J.K. Rowling is an expert at projecting expectations onto her readers, and then as soon we’re hooked she surprises us with a completely different resolution than what we had expected. This is, in part, what I believe makes the stories so interesting. The first time I read through the series (as a girl who was about the age as the members of the trio) I was purely interested in hearing the stories, and allowing Rowling to take me on a journey into the magical world. But as I grew older and was continuing to be more invested in the characters, I began to search for answers.
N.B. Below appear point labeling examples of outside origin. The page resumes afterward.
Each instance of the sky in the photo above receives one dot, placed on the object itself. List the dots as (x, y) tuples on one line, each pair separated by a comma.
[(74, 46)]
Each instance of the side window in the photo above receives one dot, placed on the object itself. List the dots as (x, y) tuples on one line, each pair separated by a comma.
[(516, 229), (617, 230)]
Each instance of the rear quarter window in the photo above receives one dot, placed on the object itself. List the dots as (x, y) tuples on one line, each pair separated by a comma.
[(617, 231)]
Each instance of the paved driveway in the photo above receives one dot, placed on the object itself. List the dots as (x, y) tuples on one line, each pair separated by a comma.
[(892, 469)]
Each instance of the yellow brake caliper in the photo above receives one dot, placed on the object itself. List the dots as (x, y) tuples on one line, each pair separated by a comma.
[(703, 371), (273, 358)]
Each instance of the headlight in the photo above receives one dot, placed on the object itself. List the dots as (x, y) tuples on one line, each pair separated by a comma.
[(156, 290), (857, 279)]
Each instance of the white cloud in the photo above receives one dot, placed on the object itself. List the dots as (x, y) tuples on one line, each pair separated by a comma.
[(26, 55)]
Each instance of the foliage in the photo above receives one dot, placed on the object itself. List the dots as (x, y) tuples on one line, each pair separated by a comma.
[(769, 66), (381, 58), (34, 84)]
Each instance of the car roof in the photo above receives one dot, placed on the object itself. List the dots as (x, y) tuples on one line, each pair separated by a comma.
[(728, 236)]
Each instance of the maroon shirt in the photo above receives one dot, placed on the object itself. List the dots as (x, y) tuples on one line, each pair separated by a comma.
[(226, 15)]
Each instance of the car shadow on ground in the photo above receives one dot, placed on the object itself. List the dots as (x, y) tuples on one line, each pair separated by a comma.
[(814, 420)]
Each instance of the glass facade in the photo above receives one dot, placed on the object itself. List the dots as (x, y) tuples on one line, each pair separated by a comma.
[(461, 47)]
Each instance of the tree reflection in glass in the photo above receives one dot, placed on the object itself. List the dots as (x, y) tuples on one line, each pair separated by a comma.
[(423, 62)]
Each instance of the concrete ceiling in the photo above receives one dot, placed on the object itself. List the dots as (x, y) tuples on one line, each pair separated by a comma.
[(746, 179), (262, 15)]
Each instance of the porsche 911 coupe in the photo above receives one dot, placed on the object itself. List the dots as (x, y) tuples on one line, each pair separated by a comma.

I desperately wanted to discover what would happen between Harry and Lord Voldemort, or if Ron and Hermione would ever get together.
Even as I was searching for these answers, however, Rowling was always one step ahead of me, purposely using details that she knew I (and so many others) would believe was foreshadowing. For example; in the first book I completely fell for the idea that mean Professor Snape was trying to get the sorcerer’s stone and that he had been the one to curse Harry’s broomstick. When it turned out that “poor, stuttering Professor Quirrell” was the actual pursuer of the stone I was shocked! However, this shock made the story more interesting because it meant that I hadn’t found out the ending—like I could in so many other, simpler novels.
This technique of unfulfilled expectations is one of the many that makes Rowling’s work so intriguing. Often times the expectations are fulfilled—a professor was sneaking around Hogwarts in order to steal the stone—but the expectations of the characters in the novel and of the readers (especially the trio) always turn out to be much less extravagant Rowling’s actual conclusion.